# Ceramic R4 Hub upgrade available?



## CleavesF

Hey Easton, 

Will you guys have a program to allow us pre-2009 EA90/EC90 wheel owners to upgrade our bearings?

Or is aftermarket the only option in the foreseeable future?

Or what about the New R4 hubs? relaced on our old rims?


----------



## Easton

CleavesF,

Great question, we currently offer ceramic bearing upgrades for any R4 hub. You have the option of sending your wheel to the service center or purchasing the parts and tool to swap the bearings at home. We will also offer the other R4 SL parts as upgrades for the standard R4 hub (Cassette body, Axle, Endcap, bearings).

We have just received in the first shipment of R4SL SRAM Red Cassette bodies.

The Standard R4 Shimano 9spd / Sram cassette body = 84g

New R4SL SRAM Red only cassette body = 66g (comes stock with ceramic bearings)

For all parts and service give the Easton Wheel Service Center a call toll free at 1.800.347.3901 x 5177, or contact you local Easton Dealer.



Easton Sports Inc.


----------



## Coolhand

Hmm, that's pretty sweet: just scored one of these off Bonktown:

Easton EC90 SLX 700C Wheel Set - Tubular and was going to run a Red cassette on them


----------



## Coolhand

Here it is.


----------



## actarus76

Hi Easton

Could you please tell me the Cassette body reference for a Shimano Dura Ace 7800 *11*23* cassette.

Sorry for my poor english ....

Thank you


----------



## Easton

You would need a Shimano 10 speed cassette body for that cassette. Hope that answers your question?


----------



## actarus76

Yes & No  

My cassette body is a red one so i believe it's right for Shimano 10s.

The problem is the 11 teeth sprocket is difficult to set on the body.

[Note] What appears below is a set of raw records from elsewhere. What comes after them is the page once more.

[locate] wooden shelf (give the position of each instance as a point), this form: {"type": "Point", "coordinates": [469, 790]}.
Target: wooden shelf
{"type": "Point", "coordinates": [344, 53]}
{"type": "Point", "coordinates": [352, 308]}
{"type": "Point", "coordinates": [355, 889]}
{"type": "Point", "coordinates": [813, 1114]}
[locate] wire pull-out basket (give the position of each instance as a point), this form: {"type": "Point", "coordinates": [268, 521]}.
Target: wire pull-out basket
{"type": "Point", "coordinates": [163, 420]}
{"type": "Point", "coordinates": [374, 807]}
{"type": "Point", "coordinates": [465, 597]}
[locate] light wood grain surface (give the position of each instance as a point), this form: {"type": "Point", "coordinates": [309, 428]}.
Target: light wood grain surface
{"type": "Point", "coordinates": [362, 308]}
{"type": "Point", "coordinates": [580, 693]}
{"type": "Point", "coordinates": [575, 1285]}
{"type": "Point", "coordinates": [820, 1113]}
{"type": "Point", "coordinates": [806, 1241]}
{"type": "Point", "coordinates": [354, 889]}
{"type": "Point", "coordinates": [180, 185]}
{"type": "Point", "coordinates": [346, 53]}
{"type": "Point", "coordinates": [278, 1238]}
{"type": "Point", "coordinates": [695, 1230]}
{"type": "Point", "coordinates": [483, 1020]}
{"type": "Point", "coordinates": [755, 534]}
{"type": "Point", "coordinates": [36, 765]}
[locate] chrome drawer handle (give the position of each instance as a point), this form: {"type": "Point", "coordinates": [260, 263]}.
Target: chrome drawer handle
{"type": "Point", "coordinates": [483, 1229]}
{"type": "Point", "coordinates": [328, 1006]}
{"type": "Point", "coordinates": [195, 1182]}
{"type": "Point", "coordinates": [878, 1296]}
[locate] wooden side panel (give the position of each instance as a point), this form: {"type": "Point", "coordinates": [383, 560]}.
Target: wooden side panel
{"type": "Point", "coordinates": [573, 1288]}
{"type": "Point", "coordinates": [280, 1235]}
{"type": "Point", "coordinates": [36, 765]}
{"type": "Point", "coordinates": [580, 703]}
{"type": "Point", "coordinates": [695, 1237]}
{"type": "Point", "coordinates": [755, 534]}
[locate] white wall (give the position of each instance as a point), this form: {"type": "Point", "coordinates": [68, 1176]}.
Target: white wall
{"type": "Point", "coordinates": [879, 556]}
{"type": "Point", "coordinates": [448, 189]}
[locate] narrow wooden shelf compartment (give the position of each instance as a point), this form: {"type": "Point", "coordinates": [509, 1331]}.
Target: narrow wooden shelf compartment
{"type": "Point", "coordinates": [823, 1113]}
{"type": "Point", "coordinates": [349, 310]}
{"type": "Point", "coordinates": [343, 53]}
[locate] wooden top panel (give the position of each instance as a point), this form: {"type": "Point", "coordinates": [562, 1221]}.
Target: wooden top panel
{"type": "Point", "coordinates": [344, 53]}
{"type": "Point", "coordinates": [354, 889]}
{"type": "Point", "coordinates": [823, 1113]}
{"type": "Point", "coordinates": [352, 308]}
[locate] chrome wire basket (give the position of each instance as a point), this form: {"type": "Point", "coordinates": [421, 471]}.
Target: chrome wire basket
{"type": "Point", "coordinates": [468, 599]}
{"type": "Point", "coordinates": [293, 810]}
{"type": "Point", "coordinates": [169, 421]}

If i force the clamping, it seems to be OK but not sur.
Then i need a screwdriver to remove the 11t sprocket.

Precision : i didn't put any ring before the cassette (i've got a 6600 and a 7800, both 11*23).
Maybe i should try with a 12*25 to see if it's easier.

Pictures with 7800 11*23 :

Only 11t sprocket, at max, set with hands, no tools :









The 9 first sprockets. Just few mm for the last one isn't it ?



















Many thanks for your answer :thumbsup:


----------



## Easton

Actarus

This is very strange; the 11 cog should not fit with that much friction. With out taking measurements it hard to say if it is the cassette or the cassette body. 

Give our wheel service center a call toll free at 1.800.347.3901 x 5753 (ask for Scott) and we will send you a replacement cassette body. I will see if I can round up and 11 cog to check it with before it ships out. We have all the Shimano 12-25 cassettes here for reference and they all fit well.


Easton Sports


----------



## trifishy

Easton, I sent you a PM the other day, no big deal and you probably don't even check them, but I am having a cassette issues as well. I tried calling the wheel service center and no one seems to be there. I have a 2009 EC90 AERO and cannot get my 6600 ultegra to fit. Spacer will not go on and the cassette fits very freely with a lot of play. ANy ideas? I posted the same in a seperate thread the other day.


----------



## Easton

Trifishy,

Due to the drastic tolerance difference between the Shimano Ultegra and Dura Ace Cassette we had to make the R4SL cassette body only Dura Ace 7800 and 7900 compatible. This is something we are working on changing in the future. 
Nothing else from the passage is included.